For a decade at Gucci, Patrizio di Marco and Frida Giannini had presided over one of the world’s best-known luxury brands in the sometimes fickle world of fashion

But even with this record, the pair — who are partners in their personal as well as professional lives — had been coming under pressure in the face of waning sales in recent years at the most important brand in the portfolio of Paris-based Kering. Third-quarter like-for-like sales fell 1.9 per cent compared with a year earlier.

And on Friday, Gucci revealed the departure of Mr di Marco as chief executive and Ms Giannini as creative director. So what went wrong for them?

● The first part of the answer is China. Like Louis Vuitton, its biggest rival, Gucci expanded rapidly in the world’s most populous country, tapping into the country’s economic growth and wealth creation but also its love affair with luxury.

At first, the results were startling, and Chinese clients today account for an estimated 30-35 per cent of total sales — about 15 per cent in Hong Kong and Macao, some 10 per cent in mainland China and at least another 10 per cent by Chinese tourists buying in Europe and elsewhere.

Yet analysts say that the expansion was so quick in the last few years that it sometimes skipped a beat, with the brand taking short-cuts on location, having a weak local organisation and failing adequately to control the grey market. Gucci’s recent appointment of a new China CEO spoke to some of these problems.

● Bling. Gucci’s breakneck expansion produced varying degrees of saturation in a market in which consumers were learning fast about luxury and starting to shift from the more “entry-level” bling to less showy and more sophisticated styles.

Sensing the shift, Gucci began to go upscale, relaunching its handbags several years ago with more luxurious materials and considerably higher price points. “It goes hand in hand with the fact that as a luxury brand, you promise exclusivity,” says Luca Solca, luxury analyst at Exane BNP Paribas. “If you become too popular too fast, you risk losing that exclusivity.”

● More competition. Most industry analysts agree that the repositioning was the correct strategy. But they also point out that China is a more competitive market today than it was a decade ago. Back then, there were a limited number of luxury brands, and the likes of Gucci and Louis Vuitton dominated the market.

Today, however, there are many brands that the two former incumbents have to compete with. This is true both at the high end and entry level, with myriad so-called “aspirational” brands appearing in the marketplace. As Mr Solca puts it, “Consumers have a choice. They have also become sophisticated. If you don’t bring enough novelty, you slide.”

So what is next for Gucci?

The appointment of Mr Bizzarri will doubtless reassure investors. Mr Bizzarri has been the CEO of Kering’s “Luxury — Couture & Leather Goods” division since April last year, and enjoys a solid reputation as a capable manager with a track record of delivering results.
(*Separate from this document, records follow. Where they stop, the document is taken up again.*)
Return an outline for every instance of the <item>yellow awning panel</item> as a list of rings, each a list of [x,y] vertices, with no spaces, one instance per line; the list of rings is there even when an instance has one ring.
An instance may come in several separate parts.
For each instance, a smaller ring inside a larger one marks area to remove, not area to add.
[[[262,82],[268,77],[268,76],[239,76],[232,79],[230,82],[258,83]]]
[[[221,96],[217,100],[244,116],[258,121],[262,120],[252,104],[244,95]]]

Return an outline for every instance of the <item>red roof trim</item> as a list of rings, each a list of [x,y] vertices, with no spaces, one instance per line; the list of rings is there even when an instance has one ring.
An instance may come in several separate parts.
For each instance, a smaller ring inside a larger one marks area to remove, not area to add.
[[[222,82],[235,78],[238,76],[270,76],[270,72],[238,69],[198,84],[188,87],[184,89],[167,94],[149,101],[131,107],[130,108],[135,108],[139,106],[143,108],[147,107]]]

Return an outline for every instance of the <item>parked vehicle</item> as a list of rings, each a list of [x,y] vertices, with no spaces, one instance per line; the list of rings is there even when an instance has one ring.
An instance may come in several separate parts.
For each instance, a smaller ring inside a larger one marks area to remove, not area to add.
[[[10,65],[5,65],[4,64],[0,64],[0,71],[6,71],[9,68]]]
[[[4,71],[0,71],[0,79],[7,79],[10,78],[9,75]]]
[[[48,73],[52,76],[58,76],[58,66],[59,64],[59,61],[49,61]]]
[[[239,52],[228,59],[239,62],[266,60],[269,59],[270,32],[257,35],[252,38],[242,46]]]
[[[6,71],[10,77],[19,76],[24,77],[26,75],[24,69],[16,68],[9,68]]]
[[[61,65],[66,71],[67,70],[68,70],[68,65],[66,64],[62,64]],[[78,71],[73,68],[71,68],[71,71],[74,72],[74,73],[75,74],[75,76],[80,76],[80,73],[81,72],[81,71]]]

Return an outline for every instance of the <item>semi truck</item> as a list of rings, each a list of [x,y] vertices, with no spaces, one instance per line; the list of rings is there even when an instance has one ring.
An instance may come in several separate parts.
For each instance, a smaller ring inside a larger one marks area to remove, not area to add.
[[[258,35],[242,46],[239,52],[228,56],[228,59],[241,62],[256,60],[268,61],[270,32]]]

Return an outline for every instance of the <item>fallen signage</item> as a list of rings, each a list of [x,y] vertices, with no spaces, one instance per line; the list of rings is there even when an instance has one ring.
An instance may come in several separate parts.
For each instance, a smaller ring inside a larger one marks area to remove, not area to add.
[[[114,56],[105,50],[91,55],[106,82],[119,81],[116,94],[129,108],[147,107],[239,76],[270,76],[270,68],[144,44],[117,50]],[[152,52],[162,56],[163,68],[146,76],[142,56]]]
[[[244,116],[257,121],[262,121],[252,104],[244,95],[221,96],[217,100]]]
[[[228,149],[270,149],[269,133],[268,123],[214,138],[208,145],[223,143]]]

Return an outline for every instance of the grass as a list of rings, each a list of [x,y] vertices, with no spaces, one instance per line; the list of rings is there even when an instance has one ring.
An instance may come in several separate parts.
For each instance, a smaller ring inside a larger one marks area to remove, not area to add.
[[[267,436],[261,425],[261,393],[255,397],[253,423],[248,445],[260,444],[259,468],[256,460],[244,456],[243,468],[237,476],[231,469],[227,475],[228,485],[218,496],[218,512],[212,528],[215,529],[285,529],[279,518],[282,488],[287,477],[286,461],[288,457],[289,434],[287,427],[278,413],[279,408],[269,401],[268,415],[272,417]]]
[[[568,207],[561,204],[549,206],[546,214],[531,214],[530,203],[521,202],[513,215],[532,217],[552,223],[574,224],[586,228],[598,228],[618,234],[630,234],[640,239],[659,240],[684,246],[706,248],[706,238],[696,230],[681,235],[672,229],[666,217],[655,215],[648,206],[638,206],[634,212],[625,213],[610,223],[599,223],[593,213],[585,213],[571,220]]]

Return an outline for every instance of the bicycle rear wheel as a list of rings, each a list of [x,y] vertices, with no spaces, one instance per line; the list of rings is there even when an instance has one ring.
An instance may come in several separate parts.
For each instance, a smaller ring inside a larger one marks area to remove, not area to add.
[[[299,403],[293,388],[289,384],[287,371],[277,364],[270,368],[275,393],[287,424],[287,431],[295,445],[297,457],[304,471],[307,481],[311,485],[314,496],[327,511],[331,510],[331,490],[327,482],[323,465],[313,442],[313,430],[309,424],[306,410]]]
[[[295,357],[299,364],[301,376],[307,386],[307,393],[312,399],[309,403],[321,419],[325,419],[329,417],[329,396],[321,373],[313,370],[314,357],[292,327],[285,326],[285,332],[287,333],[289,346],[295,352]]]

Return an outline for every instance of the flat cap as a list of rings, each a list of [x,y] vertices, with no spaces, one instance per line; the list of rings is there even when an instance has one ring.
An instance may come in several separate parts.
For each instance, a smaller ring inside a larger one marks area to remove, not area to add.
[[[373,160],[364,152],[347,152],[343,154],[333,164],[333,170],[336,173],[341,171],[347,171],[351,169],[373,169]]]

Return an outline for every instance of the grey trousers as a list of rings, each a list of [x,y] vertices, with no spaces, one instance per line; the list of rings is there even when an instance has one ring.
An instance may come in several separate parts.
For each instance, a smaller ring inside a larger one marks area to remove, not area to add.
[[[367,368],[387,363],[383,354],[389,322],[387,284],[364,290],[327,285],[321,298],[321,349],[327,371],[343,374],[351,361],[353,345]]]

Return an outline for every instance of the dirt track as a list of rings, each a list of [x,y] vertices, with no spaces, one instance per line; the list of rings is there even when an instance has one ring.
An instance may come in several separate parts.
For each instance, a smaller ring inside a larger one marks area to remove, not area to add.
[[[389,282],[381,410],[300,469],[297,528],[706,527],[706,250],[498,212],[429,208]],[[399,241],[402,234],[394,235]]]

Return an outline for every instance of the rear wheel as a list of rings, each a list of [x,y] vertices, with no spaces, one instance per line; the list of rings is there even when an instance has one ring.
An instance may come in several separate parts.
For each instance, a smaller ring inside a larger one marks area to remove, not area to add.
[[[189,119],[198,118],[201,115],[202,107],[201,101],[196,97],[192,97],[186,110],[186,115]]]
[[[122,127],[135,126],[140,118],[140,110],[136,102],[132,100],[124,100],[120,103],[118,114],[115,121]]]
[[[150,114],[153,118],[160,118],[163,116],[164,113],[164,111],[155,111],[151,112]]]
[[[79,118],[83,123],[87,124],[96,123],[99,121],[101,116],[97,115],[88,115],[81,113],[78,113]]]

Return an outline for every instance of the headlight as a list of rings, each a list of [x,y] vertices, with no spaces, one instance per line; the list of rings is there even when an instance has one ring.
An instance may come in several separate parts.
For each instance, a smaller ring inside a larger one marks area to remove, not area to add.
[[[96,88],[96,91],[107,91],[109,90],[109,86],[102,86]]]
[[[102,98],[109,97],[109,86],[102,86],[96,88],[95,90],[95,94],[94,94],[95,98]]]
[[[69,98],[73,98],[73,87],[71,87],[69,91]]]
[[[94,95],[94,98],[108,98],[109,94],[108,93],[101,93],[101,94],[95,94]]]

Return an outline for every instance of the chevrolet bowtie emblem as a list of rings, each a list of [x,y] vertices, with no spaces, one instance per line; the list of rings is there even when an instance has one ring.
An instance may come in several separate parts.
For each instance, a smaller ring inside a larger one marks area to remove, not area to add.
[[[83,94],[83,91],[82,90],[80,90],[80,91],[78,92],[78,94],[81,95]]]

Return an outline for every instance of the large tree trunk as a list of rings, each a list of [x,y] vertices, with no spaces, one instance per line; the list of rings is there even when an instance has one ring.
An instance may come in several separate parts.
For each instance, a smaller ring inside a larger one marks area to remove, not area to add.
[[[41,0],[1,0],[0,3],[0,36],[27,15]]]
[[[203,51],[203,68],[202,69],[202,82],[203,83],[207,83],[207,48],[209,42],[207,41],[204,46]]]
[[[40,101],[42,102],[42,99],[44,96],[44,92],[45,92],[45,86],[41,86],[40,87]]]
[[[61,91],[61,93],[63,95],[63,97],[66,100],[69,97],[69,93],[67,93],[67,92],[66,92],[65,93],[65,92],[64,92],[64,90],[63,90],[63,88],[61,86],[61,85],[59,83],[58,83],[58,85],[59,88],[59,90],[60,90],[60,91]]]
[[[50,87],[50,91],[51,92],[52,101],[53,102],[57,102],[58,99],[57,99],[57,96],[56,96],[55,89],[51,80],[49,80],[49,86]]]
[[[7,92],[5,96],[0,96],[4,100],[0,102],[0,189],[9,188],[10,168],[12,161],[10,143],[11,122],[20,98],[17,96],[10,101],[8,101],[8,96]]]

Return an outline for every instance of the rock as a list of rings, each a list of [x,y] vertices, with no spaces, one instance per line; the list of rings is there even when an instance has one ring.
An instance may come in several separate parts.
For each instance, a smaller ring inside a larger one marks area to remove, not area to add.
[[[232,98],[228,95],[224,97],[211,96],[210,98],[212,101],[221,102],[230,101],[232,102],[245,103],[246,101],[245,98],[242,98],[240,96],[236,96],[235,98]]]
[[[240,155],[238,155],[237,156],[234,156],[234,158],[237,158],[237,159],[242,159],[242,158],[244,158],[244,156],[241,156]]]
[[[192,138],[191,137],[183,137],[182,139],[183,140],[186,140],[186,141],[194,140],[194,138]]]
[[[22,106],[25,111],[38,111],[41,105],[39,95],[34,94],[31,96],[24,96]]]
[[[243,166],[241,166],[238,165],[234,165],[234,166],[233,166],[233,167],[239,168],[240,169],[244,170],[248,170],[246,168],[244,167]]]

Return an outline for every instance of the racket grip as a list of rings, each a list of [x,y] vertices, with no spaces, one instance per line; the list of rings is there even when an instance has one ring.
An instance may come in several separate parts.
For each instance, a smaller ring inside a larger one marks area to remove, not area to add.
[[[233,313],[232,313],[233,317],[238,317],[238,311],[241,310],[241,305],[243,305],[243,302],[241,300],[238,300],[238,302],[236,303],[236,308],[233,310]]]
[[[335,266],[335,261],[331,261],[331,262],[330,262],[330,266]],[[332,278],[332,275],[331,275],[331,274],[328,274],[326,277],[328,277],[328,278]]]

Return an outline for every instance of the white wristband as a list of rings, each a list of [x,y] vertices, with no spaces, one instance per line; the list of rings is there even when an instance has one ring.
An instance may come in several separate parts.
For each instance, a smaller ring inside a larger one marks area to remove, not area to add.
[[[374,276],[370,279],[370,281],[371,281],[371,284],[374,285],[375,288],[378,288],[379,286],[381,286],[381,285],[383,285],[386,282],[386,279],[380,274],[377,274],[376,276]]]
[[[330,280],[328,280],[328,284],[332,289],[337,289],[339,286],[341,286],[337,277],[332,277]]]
That is what he did as CEO of Bottega Veneta, a post he took up in January 2009. Before that, he was CEO of Stella McCartney.

Yet improving fortunes at Gucci are unlikely to come overnight. Kering confirmed on Friday that it would only appoint a new creative director next year, meaning that the new creative blood will only kick in for the Spring and Summer collections of 2016. All in all, it looks as if investors will have to wait at least 18 months to see any meaningful changes in the numbers.